Mit dem bevorstehenden muslimischen Fastenmonat erleben Berliner Süßwarengeschäfte und traditionelle Konditoreien einen wahren Ansturm. Obwohl die Gläubigen ab Donnerstag zwischen Sonnenaufgang und Sonnenuntergang auf Essen und Trinken verzichten werden, ist die Nachfrage nach Süßigkeiten und Trockenfrüchten fast doppelt so hoch. Unternehmer erhöhen die Personalstärke und Lagerbestände, um der Nachfrage von Kunden gerecht zu werden, die sich auf das abendliche Fastenbrechen und das fröhliche Feiern im Kreis der Liebsten vorbereiten.
Plötzlicher Umsatzanstieg
Berliner Konditoreien verzeichnen doppelte Umsatzsteigerungen kurz vor Beginn des Ramadan. Hauptwaren sind traditionelle Backwaren und dekorative Geschenksets.
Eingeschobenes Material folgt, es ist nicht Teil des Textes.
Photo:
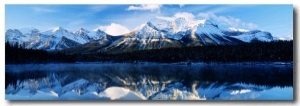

Mobilisierung des Personals
Ladenbesitzer entscheiden sich für die Einstellung zusätzlicher Mitarbeiter, um die erhöhte Kundenzahl in Stadtteilen wie Neukölln effizient bedienen zu können.
Rolle gesellschaftlicher Treffen
Die hohe Nachfrage resultiert aus der Tradition gemeinsamer abendlicher Mahlzeiten. Süßigkeiten sind ein unverzichtbares Element von Einladungen zum traditionellen Iftar nach Sonnenuntergang.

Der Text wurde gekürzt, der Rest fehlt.